In Ecclesiastes, we read that “He has made everything beautiful in its time…” (Ecclesiastes 3:11a). The time for the lily to bloom was precisely the time that I was taking a nap—I did absolutely nothing to deserve to see that lily in full bloom (indeed, my only contribution was crushing the bulb in the first place). The verse continues: “Also, he has put eternity into man’s heart, yet so that he cannot find out what God has done from the beginning to the end” (Ecclesiastes 3:11b). In his commentary on the verse, Matthew Henry explains,
We have the world so much in our hearts, are so taken up with thoughts and cares of worldly things, and are so exercised in our travail concerning them, that we have neither time nor spirit to eye God’s hand in them.1
Flowers remind me that God is a God of abundance—they give me the “time” and “spirit” to see God’s hand. They pull me out of this world and the “thoughts and cares of worldly things” that are so often in my heart—anxiety about my career, relationships, you name it—and remind me that God, while ruling the universe, set a time and a place for that lily to bloom. He is not a God of scarcity but one of abundance, and as his child, I, too, am invited to walk into that abundance.

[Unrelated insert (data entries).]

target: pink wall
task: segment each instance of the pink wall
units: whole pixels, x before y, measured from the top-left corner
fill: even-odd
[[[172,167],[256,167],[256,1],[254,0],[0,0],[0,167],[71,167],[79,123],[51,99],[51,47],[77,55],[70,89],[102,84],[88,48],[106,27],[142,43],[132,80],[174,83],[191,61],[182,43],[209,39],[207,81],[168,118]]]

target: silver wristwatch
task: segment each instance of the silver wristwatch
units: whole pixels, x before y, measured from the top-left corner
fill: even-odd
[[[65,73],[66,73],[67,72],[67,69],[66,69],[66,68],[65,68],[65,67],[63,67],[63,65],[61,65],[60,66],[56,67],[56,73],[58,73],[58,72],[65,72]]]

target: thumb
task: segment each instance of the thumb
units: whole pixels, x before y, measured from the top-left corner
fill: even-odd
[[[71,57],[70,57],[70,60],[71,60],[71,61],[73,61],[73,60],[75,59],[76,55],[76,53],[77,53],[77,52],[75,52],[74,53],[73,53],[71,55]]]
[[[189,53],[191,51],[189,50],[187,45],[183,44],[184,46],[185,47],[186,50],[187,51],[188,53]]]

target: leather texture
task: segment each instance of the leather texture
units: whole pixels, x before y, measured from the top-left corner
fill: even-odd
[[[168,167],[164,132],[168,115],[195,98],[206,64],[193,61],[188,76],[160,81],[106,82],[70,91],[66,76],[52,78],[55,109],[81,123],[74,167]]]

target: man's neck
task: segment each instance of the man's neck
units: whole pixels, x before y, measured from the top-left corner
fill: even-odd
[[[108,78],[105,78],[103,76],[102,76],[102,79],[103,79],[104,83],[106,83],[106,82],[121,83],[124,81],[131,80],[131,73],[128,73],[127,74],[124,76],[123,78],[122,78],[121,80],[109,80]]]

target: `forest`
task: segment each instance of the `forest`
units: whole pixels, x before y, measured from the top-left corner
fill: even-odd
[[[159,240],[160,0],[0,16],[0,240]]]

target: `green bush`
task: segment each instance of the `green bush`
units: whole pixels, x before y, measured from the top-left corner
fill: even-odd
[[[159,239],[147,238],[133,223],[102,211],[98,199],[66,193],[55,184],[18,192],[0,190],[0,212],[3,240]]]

Flowers open the door to that abundance; buying flowers rejects the notion that every dollar I have must be used “practically.” And if the flowers were a gift, the time I spend trimming their stems and removing their leaves and changing their water rejects the notion that every minute I have must be spent on something “productive.”
I believe this is why I now love cut flowers. They are extravagant, but for me, at least, they are necessary. In heaven, there is a chorus of cherubim who constantly say, “Holy, Holy, Holy is the Lord” before the throne of God (Revelation 4). That chorus began long before my world ever existed. And seeing my flowers on my kitchen island prompts the same ancient exclamation in my heart. The flowers take me back to the true things, to not just truth but the foundations of truth itself: God is holy, and God is good. In a world where so many things compete for my attention, they make me focus on the One Who is worthy of it all.
I serve a God who delighted to make alstroemeria, roses, mums, and daises. I serve a God who wanted to make flowers in every shape and every color, who ordains when they bloom. This God lets me see himself in his creation, and this God cares for me more than he will ever care for those flowers—and look at them!